Il pareggio di bilancio entra, come obbligo, nella nostra Costituzione.

Tradotto, significa che la sovranità sulla spesa pubblica è sottratta al Parlamento e al governo e demandata agli automatismi decisi da Bruxelles (si legga Berlino), nel nome della fallimentare ideologia liberista che «infiniti addusse lutti» al mondo intero, a cominciare proprio dagli «achei».

In sostanza, con l’introduzione del vincolo di bilancio, sarà vietato indebitarsi: non dovrà uscire più di quanto entra. Il che significa la fine di quanto rimane del welfare, delle politiche sociali, dello stesso concetto di solidarietà sociale e nazionale, perché gli ultimi decenni hanno dimostrato ampiamente che quando c’è da scegliere tra le forze armate e la sanità, le scuole private e quella pubblica, le grandi opere e le opere normali, le pensioni e il lavoro, la scelta dei governi va sempre, anche in tempi di vacche grasse, dove le lobby trovano la loro convenienza.

Non prendiamoci in giro: la spesa sociale si fa con l’indebitamento. Perché il rispetto («responsabile», ça va sans dire) di accordi e trattati con i Paesi alleati (militari in primis, e poi economici e infrastrutturali) viene sempre prima dell’interesse dei cittadini.

Aggiungiamo la “normale” corruzione, le ruberie, gli sprechi e avremo un’idea precisa del perché la fine non tanto dell’indebitamento, di per sé negativo, ma della possibilità stessa di far ricorso al prestito, corrisponde, se non alla fine, a un ridimensionamento radicale – del resto già avviato da tempo e con successo – dello stato sociale e del sistema di tutele e garanzie delle classi e dei soggetti più deboli.

Con il voto del Parlamento italiano, che ha scelto allegramente di mutilare il proprio ruolo e le proprie funzioni di rappresentanza, rinunciando a esprimersi sull’entità della spesa pubblica, la Repubblica italiana muta forma, snaturando la propria Costituzione con l’entusiasta beneplacito di Giorgio Napolitano, che pure della Carta dovrebbe essere il Garante.

Ma «uno Stato o è sociale o non è» e se non lo è più le sue finalità sono ridotte al controllo – peraltro subordinato all’interesse particolare di qualcuno – e alla repressione del dissenso. Come in Val di Susa, o come a Genova 10 anni fa.

Attenzione, però, perché il dissenso da cancellare non è tanto quello dei violenti, ma più in generale quello rivolto contro il modello economico dominante; ad esempio quello di chi, attraverso i referendum di giugno, ha chiesto a gran voce il rispetto dei beni comuni, negandone lo statuto di merce; o quello di chi non accetta che si sacrifichino i lavoratori e i pensionati per acquistare un centinaio di cacciabombardieri.
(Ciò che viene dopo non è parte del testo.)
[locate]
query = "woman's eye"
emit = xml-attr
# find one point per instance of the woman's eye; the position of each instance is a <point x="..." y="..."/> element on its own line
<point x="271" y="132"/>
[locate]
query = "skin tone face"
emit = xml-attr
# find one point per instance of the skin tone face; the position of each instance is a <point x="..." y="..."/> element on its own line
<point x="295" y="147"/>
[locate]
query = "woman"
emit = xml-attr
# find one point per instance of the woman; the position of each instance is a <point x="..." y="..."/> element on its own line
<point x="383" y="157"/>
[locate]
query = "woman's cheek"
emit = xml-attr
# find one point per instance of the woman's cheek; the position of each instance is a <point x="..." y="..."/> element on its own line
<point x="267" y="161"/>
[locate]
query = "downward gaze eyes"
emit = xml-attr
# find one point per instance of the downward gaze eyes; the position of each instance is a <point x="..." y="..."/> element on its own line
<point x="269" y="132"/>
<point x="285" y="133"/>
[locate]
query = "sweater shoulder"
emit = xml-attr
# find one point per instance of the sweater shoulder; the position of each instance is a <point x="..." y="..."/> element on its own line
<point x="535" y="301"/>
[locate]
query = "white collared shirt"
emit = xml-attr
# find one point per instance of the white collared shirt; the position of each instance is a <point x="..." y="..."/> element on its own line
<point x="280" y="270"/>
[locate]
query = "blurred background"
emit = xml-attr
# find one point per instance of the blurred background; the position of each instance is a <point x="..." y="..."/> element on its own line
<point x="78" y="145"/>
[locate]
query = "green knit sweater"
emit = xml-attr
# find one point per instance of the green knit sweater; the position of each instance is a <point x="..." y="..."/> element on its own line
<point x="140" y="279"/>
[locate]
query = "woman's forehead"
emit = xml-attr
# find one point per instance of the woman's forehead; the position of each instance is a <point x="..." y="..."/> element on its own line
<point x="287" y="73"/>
Siamo noi, alla fine, i «facinorosi», noi che in qualche modo non ci stiamo (ma adesso si dice «terroristi»). E non è un caso che per introdurre il pareggio di bilancio in Costituzione si sia riusciti ad aggirare il referendum confermativo: non si vorrà mica permettere che i cittadini – questi pericolosi black bloc – esprimano il proprio dissenso con uno strumento violento come il voto…

>>> Nell’immagine, alcuni abitanti della Fattoria degli Animali di Orwell, mentre assistono attoniti alla modifica dei principi proclamati all’indomani della liberazione. Se non ci sentiamo prima, buon 25 aprile.